Люди жили в пещерах: немцы все сожгли (армия «Норд», Дитль?). Оставшиеся дома были вначале заняты нашими, потом последовал приказ: выселиться, отдать норвегам (наши солдаты называли их так), а сами — в землянки.
Взяли лодку для «Эпрона». Где лодка? Обвинение против командира части. Оказывается — лодка стояла несколько ниже по фьорду. "Нет, непорядок, — говорит норвежец, — это не моя земля, а чужая и берег чужой, и могут лодку взять". Узкие полоски берега — каждый принадлежит другому хозяину. Попробуй разберись, где лодку ставить!
Хороший, свободолюбивый, но слишком перекормленный народ.
В Осло не здоровались на улице с королем Гоконом: "Я с ним не знаком". Каждый — король на своем участке.
Пассивная ненависть норвежцев к немцам.
Наша оккупационная политика. Снабжали местное население всем необходимым.
Иск по поводу зажигалки, сброшенной на соседний сад с крыши!!!
Это европейское захолустье — Норвегия.
(Конец июня 1952 г.)
Не успел я закончить повесть об Акимове, как мне уже мерещится другая вещь, бессюжетная, суровая и горячая. Книга «Признания». Монолог — суровый и страстный — о жизни и душе современного человека, о моей собственной душе и мыслях, связанных с личными переживаниями, с будущим нашего мира, с войной прошлой и предстоящей, исповедь о людях, местах, размышлениях, страхах и сомнениях, — и бесстрашных свершениях, битве с собой и победе над собой.

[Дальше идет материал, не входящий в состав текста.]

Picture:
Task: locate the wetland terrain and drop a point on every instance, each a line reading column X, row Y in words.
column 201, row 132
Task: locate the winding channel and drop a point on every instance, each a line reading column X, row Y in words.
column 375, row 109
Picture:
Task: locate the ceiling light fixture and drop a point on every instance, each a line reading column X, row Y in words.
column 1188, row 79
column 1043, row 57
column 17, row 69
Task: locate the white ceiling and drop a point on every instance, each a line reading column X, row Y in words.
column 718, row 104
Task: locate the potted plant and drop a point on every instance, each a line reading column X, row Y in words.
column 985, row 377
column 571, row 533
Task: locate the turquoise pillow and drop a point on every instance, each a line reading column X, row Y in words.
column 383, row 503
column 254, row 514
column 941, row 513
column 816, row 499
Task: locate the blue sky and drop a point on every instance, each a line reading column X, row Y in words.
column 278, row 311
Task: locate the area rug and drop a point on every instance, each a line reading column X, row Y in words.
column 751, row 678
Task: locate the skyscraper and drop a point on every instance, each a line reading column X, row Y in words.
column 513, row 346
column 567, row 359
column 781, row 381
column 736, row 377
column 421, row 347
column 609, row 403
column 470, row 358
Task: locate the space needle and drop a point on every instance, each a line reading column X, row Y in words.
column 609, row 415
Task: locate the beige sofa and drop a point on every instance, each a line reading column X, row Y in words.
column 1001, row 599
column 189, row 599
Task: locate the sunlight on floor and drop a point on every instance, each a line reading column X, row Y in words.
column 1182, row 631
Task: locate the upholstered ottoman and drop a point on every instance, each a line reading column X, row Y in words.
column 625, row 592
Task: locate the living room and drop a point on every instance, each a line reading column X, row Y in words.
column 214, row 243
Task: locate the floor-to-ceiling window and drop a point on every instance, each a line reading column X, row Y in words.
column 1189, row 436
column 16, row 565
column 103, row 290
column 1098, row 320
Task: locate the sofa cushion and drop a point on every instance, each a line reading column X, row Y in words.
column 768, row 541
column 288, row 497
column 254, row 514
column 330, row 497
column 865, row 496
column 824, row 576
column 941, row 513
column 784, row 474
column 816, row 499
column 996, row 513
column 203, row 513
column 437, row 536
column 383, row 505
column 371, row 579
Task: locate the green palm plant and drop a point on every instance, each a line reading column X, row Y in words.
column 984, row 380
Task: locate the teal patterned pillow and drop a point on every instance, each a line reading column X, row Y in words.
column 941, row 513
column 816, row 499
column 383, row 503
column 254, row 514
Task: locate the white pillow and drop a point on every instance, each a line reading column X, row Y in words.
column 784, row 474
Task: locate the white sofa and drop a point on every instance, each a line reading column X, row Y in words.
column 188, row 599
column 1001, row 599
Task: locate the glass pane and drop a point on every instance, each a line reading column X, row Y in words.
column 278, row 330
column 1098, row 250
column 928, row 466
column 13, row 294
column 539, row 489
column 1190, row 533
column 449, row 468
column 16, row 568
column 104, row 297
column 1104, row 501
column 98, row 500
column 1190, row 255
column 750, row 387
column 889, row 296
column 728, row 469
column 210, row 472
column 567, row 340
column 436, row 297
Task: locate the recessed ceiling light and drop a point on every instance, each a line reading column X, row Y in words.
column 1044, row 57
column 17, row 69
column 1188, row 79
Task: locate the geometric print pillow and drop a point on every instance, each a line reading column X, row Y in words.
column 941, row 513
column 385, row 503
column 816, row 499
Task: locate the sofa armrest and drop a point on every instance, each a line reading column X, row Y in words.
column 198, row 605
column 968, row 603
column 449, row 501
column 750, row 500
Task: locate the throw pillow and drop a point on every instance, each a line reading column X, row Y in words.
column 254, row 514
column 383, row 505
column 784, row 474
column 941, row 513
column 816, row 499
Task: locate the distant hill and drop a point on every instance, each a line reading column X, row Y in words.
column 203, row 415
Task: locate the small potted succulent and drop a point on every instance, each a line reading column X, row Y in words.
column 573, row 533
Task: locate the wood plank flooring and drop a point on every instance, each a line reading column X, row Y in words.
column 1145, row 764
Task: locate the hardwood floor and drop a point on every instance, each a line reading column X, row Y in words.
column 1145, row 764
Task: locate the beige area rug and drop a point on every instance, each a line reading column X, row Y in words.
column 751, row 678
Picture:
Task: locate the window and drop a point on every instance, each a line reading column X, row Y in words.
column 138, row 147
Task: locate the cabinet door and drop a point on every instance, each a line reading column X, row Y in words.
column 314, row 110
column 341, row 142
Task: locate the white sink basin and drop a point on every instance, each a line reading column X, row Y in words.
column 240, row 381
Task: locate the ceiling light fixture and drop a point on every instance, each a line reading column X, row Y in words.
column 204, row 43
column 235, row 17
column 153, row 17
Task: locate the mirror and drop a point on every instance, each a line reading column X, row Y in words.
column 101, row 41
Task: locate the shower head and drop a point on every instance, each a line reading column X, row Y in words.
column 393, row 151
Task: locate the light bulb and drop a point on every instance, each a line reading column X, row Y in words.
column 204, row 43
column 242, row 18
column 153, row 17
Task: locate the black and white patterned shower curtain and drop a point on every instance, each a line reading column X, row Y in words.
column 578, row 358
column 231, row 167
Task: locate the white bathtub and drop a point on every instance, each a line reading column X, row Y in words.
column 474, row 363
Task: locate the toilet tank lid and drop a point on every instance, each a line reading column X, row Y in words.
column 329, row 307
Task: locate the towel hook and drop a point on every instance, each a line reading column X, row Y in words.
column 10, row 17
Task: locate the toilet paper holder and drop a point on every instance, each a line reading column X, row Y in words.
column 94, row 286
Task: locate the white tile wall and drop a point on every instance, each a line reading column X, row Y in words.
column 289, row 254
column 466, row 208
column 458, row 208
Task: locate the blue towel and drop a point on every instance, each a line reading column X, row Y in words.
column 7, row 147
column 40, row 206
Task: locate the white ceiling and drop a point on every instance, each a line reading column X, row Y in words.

И еще думаю о сатирической повести о районном городке и его обитателях.
И о колхозе маленькую повесть. О плохом колхозе.
Озеро Рица, 13 июля 1952 г.
Это — прекрасный уголок. Горное озеро, окруженное двумя ярусами гор. Второй ярус — снежные горы (…)
Отдыхающие приезжают на экскурсии. Мужчины, небрежно одетые, похожие в своих соломенных шляпах на гоголевских бурсаков. Женщины, загоревшие до безобразия, с выгоревшими волосами, похожие на ободранных кошек. С 5-ти часов — тишина и спокойствие. Молчание гор, густо поросших хвойными лесами. Странно сознавать, что Сталин, отдыхая здесь, видел этот самый пейзаж. О чем он думал?
Заканчиваю «Акимова».
Ощущение, похожее на то, которое было у меня при окончании «Звезды». Тогда, правда, была полная неуверенность, теперь уверенности больше, но сомнений не меньше. Персонажей я теперь чувствую лучше, вижу их яснее, все вещественнее. Я их теперь люблю больше. Насколько помню, я при писании «Звезды» заставлял себя работать, и только вработавшись, начинал любить своих героев. Я не любил их. Если они получились такими теплыми, то это лишь потому, что в них — бессознательно для меня — отразилась моя собственная любовь к людям. Теперь я уже люблю своих героев как отдельных от меня людей. Как существующих людей. Акимов (в отличие от Травкина) кажется мне реально существующим, от меня отдельно, человеком.
Кажется, «Акимов» — лучшее из всего, что я до сих пор написал. Наиболее близок он к «Звезде», но надеюсь — на высшем этапе мастерства.
18 июля 1952 г., Рица.
Вчера писал сцену смерти Акимова и все время плакал во время писания. Все лицо мое стало мокрым от слез и пришлось снять очки, совершенно залитые слезами. Этого со мной никогда не было.